Polar bear statues to get new home

Monday, March 15, 2004 at 1:00am

The famed landmark polar bears of the Edgehill neighborhood will finally have a permanent playground. The Nashville Civic Design Center will unveil the winning design of their new digs at a press conference Thursday.

The Design Center, Metropolitan Development and Housing Agency (MDHA) and the neighborhood of Edgehill announced a competition in December to design a city-owned public space at the corner of 12th Avenue South and Edgehill Avenue - the "heart" of the neighborhood - that would tell the story and the history of the polar bears.

Fliers were sent out, and regional architectural schools joined in for the prize money and resume-building.

"The judges met yesterday [March 11]and decided on a winner," Gary Caston, associate director of the Civic Design Center said. "We had eight entries and they were all impressive projects."

Gaston said The Design Center would exhibit all the designs at the press conference at 4:30 p.m. Thursday at 700 Church St.

The polar bear statues have long been a symbol of the community of Edgehill. They were the creation of the late Gio Vacchino, who owned the Mattei Plaster Relief Ornamental Company around 1930. They stood at 1408 Edgehill Ave. for more than 60 years. They were constructed as advertisements for the Polar Bear Frozen Custard shops on Gallatin Road and West End Avenue, which closed after World War II.

Edgehill resident Zema Hill bought the bears and placed them in the neighborhood in the early 1940s. He placed two in front of a funeral home and two in front of his house where they eventually became a symbol and part of the culture of Edgehill.
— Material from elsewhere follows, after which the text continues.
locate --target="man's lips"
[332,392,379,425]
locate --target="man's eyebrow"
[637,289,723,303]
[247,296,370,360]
The two funeral home bears were sold to a North Nashville resident in 1952. Two of the four bears are now in the custody of MDHA awaiting their new home.

Amelia Whitworth, daughter of Vacchino, said she was glad that the Nashville bears will now have a permanent home.

"I know that they have been floating around. There are some in Memphis, and I just heard that there are some in Atlanta," Whitworth said. "I know that they have been in different areas in Nashville, but I never did know how many my father made."